And Mr. Abshire says the following in his article (this is still the exact article that Mr. Farris pulled his quotes on voting from):
For example, biblical patriarchy never excuses, justifies or motivates godly men to devalue, denigrate or relegate godly women to “second-class” status in the home. Women are NOT inferior to men even if they are subordinate in their roles. Husband and wife are to be “one flesh;” which is more than a quaint euphemism for marital intimacy but rather a spiritual union of two individuals (1 Cor 6:16-17). Granted the wife is to respect her husband and submit to him (1 Ptr 3:1) but the husband is also required to treat her with grace, kindness and respect granting her honor as a joint-heir of the Kingdom, lest God refuse to hear his prayers (1 Ptr 3:7).
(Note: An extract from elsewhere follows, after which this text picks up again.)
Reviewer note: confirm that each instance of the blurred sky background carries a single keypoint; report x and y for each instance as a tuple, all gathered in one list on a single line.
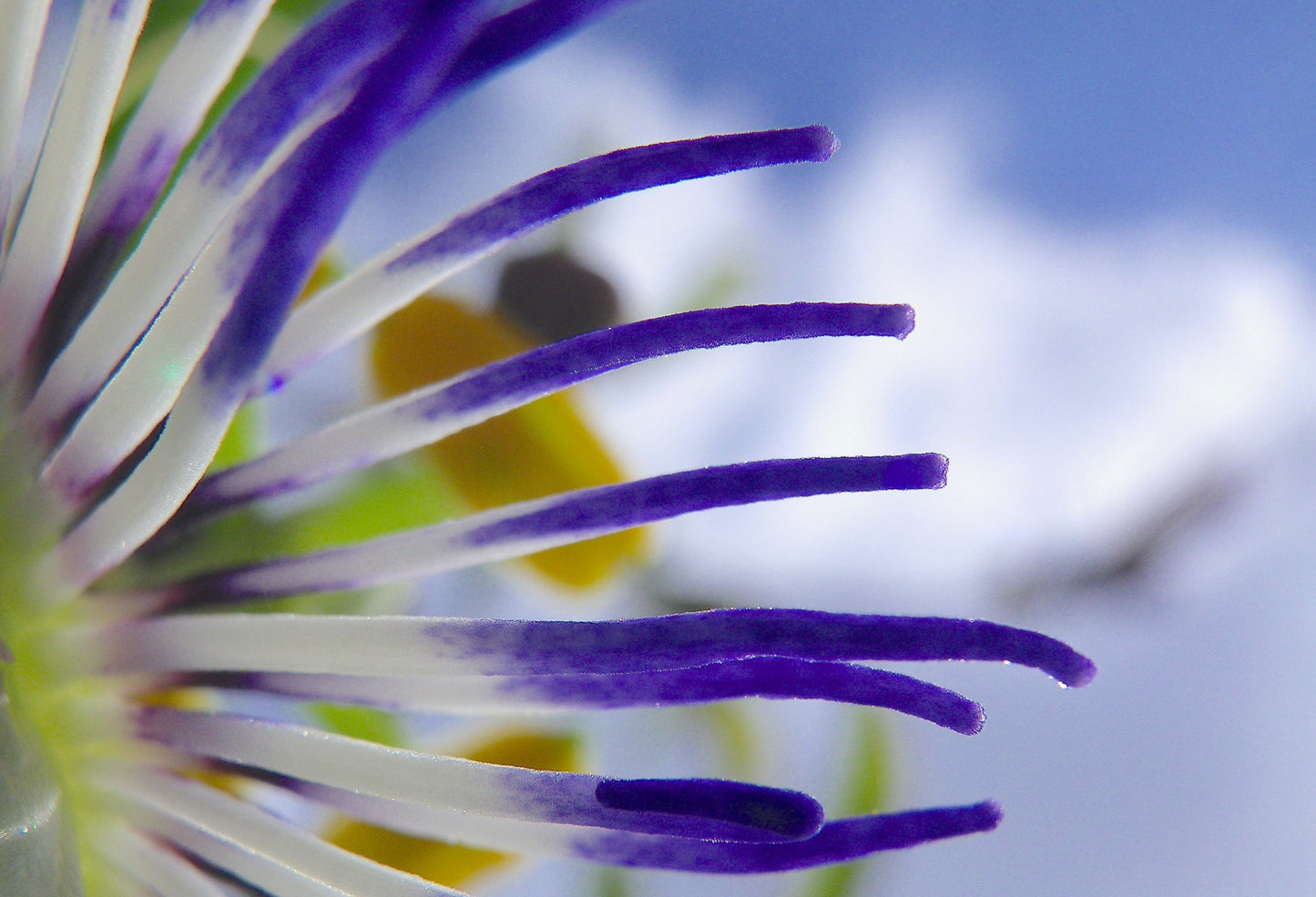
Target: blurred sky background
[(1103, 216)]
In pagan patriarchy, the wife was often little more than a domestic servant and child-bearer (as in ancient Greece, the “cradle” of “democracy”) but in the biblical view, God praises the godly woman for her industriousness, creativity, aesthetics and business acumen (Pvbs 31:10ff). A wise man, understanding his duty as representative, will therefore lawfully utilize all the assets of the family, including his wife’s wisdom, gifts and concerns, for the common good of the family.”
“Some have criticized the “patriarchs” for having the view that “the mother’s role is to bear children, cook food and keep her mouth shut.” If this accusation were true, then it would be a serious blow against “patriarchy;” however, one searches in vain for those “patriarchs” who espouse such a view. The godly “patriarch” lives with his wife in an understanding manner (cf 1 Ptr 3:7ff) and represents HER views to the world as a part of his greater duty as her federal head. Yes, undoubtedly, many ungodly men tyrannize their wives; but the problem is their own personal sin- NOT the theology of “patriarchy.””
“Different men will of course work out these basic principles in different ways; for example, finding an alternative to post-industrial economics, some men might establish a family business that employs his wife and children in profitable enterprises; others may have to work outside the home to provide for their households. Some men may decide that certain activities are counter-productive to the spiritual welfare of his family while other men decide differently; e.g., whether a wife may work outside the home or not until God blesses them with children. The basic principle is that God’s law is sufficient and we must not make rules where God Himself has granted liberty.”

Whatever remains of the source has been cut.